Actually
this post is one of those when everything is bad. In fact, now it is much
better, I moved to another house closer to my current place of research, here
are two small wonderful girls, who are entertaining me quite actively and, most
importantly-I’m not bitten anymore. So it is much better now, but since this
post was written, I post it anyway.
…
And so
suddenly I felt like I cannot cope with that anymore.
I got used
to eating with a hand, sitting and eating on the floor, squatting toilets far
away from the house, walking long distances and changing heat and cold.
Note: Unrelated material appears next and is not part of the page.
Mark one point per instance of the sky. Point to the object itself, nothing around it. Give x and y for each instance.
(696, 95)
I could
get adapted to so many things, but there would be this “but”.
I started
to hate my dependency on the family, being unable to decide when and if I can
get warm water, when I can go to toilet, when I can wash myself in the middle
of the yard all the neighbours being around. In this village a bathroom is a
rare thing and mostly women are bathing in the long towel, having clothes under
it so that no one can see anything. Since back at home I actually bath naked in
the shower, it has been a real challenge for me to manage with all these
towel/clothe thing. I still do not understand how to wash having so many wet
clothes which are slipping down all the time. Luckily, several times I managed
to sneak into neighbour’s bathroom, where I could get my privacy. Other days I
would ask my family to warm some water on the fire for me, getting so many
questions-“You want to wash yourself again?!!! You did that two days ago!” and
sometimes waiting and freezing outside, being cold and wet, unable to put dry
clothes, because slow neighbours would buy the chicken and would be quite
curious to look at me.
And then
those roads. In this very dry season the roads become so dry and they literally
crush into pieces under the feet, and of course, such a clumsy person as me
would fall immediately. I feel ashamed to fall and to walk so slowly when
locals wear slippers and carry tens of heavy loads and can jump going down.
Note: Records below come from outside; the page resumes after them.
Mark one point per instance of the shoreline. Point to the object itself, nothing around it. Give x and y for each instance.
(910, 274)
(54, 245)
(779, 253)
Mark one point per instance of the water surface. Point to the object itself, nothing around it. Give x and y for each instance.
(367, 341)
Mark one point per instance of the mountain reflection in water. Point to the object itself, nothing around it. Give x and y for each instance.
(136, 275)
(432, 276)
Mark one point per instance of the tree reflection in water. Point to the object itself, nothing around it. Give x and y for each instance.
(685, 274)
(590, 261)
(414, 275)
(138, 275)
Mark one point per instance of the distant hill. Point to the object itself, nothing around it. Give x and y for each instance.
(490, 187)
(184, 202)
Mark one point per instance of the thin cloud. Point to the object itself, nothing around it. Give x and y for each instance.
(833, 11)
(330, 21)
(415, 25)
Probably they think I am so weak and unskilled. But actually they are amazed
how much and how fast I am walking. I guess they did not think white people can
cope with those mountain roads at all…
But my
patience was over not even because of those tensions from going up and down. I got totally desperate due to the smallest reason
possible. The size is even tiniest than you think-I speak about fleas. For couple of days I have
been persecuted by those blood suckers through day and night. My body was swollen and 99% of my thinking
was devoted to this itching pain. I washed my clothes and sleeping bag linen
every morning and every evening, destroying my hands in the frozen water (it
becomes lukewarm only during the day, when I am busy) and hoping to kill the
fleas. It didn’t work. I rubbed the smelly neem oil (which is the main
ingredient for flea repellent for pets), but apparently the Himalayan fleas are
very resistant. I hated my sensitivity to those bites, but I felt helpless and
I was forced to take anti-allergy pills, which could help me not to lose my
mind. Even the insecticide poisoned me but not them.